Berdasarkan hasil pemantauan Dinas Ketahanan Pangan Kabupaten Nabire yang dilakukan pada Selasa (13/1/2026) dan Rabu (14/1/2026) di Pasar Kalibobo dan Pasar Bumi Raya, terdapat perbedaan kisaran harga antar pedagang yang dipengaruhi oleh pasokan, kualitas barang, serta kondisi distribusi.
Untuk komoditas beras, harga beras premium berada pada kisaran Rp16.000 hingga Rp20.000 per kilogram, sedangkan beras medium dijual dengan harga Rp14.000 hingga Rp18.000 per kilogram. Harga ini dinilai masih relatif terkendali dan mampu memenuhi kebutuhan konsumsi masyarakat.
Sementara itu, gula pasir curah dijual dengan harga Rp19.000–Rp20.000 per kilogram, sedangkan minyak goreng masih menunjukkan variasi harga cukup lebar, yakni berada di kisaran Rp20.000 hingga Rp30.000 per liter, tergantung merek dan jenis kemasan.
Hortikultura Masih Tinggi
Fluktuasi harga paling mencolok terjadi pada komoditas hortikultura. Cabai rawit lokal masih bertahan pada harga tinggi dengan kisaran Rp90.000–Rp110.000 per kilogram, sementara cabai merah keriting dijual pada kisaran Rp55.000–Rp65.000 per kilogram. Tingginya harga cabai dipengaruhi oleh pasokan yang terbatas serta faktor cuaca yang berdampak pada produksi.

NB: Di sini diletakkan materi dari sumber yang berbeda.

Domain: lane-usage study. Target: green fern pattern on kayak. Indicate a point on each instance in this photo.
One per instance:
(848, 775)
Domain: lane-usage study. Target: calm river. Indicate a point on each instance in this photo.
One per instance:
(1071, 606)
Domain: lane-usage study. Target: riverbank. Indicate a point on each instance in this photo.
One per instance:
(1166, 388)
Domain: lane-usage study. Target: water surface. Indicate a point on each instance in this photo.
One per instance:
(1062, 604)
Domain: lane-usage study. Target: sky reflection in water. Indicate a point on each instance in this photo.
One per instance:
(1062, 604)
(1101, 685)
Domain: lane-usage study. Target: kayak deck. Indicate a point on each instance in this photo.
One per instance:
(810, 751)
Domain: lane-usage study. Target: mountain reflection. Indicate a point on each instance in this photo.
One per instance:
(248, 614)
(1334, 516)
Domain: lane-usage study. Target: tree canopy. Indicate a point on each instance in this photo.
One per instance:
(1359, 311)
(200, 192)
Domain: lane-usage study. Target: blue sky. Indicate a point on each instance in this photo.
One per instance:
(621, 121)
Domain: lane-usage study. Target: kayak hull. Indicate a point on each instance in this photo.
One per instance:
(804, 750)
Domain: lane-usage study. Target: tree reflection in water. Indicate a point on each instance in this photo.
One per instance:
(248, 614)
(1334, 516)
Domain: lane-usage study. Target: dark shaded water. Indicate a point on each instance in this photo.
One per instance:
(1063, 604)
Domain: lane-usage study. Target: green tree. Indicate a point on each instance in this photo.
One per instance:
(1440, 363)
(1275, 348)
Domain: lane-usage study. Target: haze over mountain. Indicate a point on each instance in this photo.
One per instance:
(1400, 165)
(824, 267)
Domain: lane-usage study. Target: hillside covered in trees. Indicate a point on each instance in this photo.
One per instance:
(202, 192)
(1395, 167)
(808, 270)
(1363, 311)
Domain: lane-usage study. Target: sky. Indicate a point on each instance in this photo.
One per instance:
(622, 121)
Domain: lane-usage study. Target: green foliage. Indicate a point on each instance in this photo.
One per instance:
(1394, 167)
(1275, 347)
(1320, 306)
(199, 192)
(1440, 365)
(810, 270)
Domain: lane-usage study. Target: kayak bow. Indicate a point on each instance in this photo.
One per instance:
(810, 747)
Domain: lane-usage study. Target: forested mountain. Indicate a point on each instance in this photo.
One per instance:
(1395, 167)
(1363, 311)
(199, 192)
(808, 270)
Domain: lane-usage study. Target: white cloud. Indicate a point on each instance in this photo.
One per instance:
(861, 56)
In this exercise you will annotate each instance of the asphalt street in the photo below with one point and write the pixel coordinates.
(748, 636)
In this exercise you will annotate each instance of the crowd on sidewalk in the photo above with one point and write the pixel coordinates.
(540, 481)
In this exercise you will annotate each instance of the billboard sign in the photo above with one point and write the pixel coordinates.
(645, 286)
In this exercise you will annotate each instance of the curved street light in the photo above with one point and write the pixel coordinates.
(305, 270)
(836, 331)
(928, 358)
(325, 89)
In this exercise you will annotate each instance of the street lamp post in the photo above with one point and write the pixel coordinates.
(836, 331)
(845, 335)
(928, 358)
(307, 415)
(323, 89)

Selain cabai, bawang merah tercatat dijual pada kisaran Rp50.000–Rp65.000 per kilogram, sedangkan bawang putih berada di rentang Rp45.000–Rp60.000 per kilogram. Perbedaan harga ini umumnya dipengaruhi oleh jalur distribusi dan biaya angkut ke Nabire.
Harga Ikan Bergantung Pasokan
Pada sektor perikanan, harga juga menunjukkan fluktuasi yang cukup tajam. Ikan kembung dijual dengan kisaran harga Rp20.000 hingga Rp100.000 per tumpuk, bergantung pada ukuran ikan dan ketersediaan pasokan dari nelayan. Saat cuaca kurang mendukung aktivitas melaut, pasokan ikan menurun dan berdampak pada kenaikan harga di pasar.
Protein Hewani Relatif Stabil
Berbeda dengan hortikultura dan perikanan, harga protein hewani relatif stabil. Daging sapi murni masih dijual dengan harga Rp200.000 per kilogram, ayam ras lokal berkisar Rp70.000–Rp85.000 per ekor, sementara telur ayam ras berada pada kisaran Rp65.000–Rp85.000 per rak.
Pemerintah Kabupaten Nabire melalui Dinas Ketahanan Pangan terus melakukan pemantauan rutin terhadap harga dan ketersediaan bahan pangan di pasar. Langkah ini dilakukan untuk menjaga stabilitas harga, memastikan keterjangkauan bagi masyarakat, serta mengantisipasi potensi lonjakan harga, khususnya menjelang momen-momen tertentu yang memicu peningkatan permintaan.
Pemda juga mengimbau masyarakat agar tetap bijak dalam berbelanja serta tidak melakukan pembelian berlebihan, guna menjaga keseimbangan pasokan dan permintaan di pasar.